Razorfish, "marketing agency, design and entrepreneurial experience to the digital world", has just published the paper FEED: The Razorfish Consumer Experience Report, available in pdf, a complete report of over eighty page report intended to facilitate better understanding of how today's digital technology affects the experiences and behavior of consumers, and with the mission to explore new trends that will shape those experiences in the future.
In this version of FEED, which discloses the results of a survey in which 2008 to more than one "connected users" (people with broadband access who spent at least $ 200 a year online, visit or belong to a community-YouTube, Facebook, MySpace, Wikipedia, and consuming digital media), the report highlights the very rapid Razorship incorporation being made of new technologies, increased use of search engines as the primary mode of navigation (91% of respondents use Google, Yahoo, MSN, AOL and Ask.com homepage), the widespread adoption of Web 2.0 and the significant increase in the use of media and social networks. It also emphasizes that the user is now more technically skillful, is more open to experimentation and-most importantly-is more active than ever.
Thus, referring to the challenge posed to the above marks, which must adapt promptly to changes in customer behavior.

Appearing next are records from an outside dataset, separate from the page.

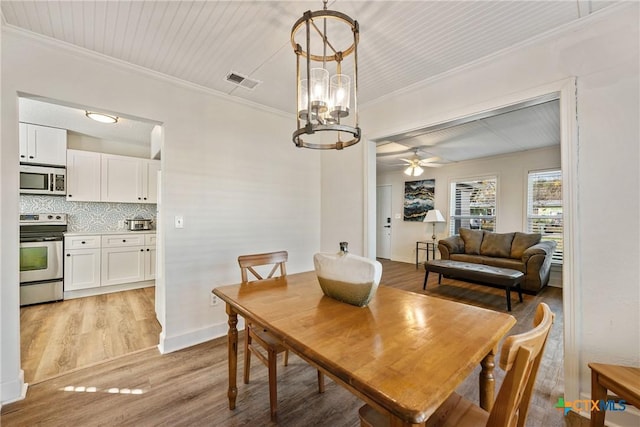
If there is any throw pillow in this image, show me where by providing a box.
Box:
[511,232,542,259]
[480,233,514,258]
[458,228,484,255]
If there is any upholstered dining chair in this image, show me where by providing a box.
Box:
[238,251,324,421]
[360,303,554,427]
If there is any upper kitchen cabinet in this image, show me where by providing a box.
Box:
[101,154,160,203]
[19,122,67,166]
[67,150,101,202]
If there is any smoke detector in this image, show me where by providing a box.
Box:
[225,71,262,90]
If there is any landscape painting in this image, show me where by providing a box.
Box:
[404,179,436,221]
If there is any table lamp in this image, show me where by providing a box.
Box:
[422,209,445,245]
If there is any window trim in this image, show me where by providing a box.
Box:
[447,173,500,236]
[523,167,566,266]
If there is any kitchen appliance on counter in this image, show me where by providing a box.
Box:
[124,217,153,231]
[20,213,67,306]
[20,164,67,196]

Companies wishing to succeed must generate content that engage the audience, and reach it through their own channels of communication in addition to providing services that add value (according to an expansive and increasingly complicated delivery model information), beyond the simple advertising messages with the traditional marks are used to reach your audience. They must rethink the way we build relationships with consumers before it's too late.
In that vein, the report aims to answer questions FEED as: Are widgets the TV of the future? Do the media and social networks influence the purchasing decisions of users? How does one "live" online today? How Web 2.0 has changed the behavior? What is the use that people are actually giving to Twitter?
About the latter, from Razorfish speaks of the implications of the users are "always ready", "everywhere" and "communicating at all times", and the emergence of a new form for this communication, the "micro-interactions "greater weight of opinion and degree of influence, both socially and commercially. For marketing professionals and entrepreneurs on the Internet means a huge opportunity, but also an ongoing challenge and demanding when it is finding the monetization model for a site or service, it is likely that users will already be changed or interest the way people consume and interact.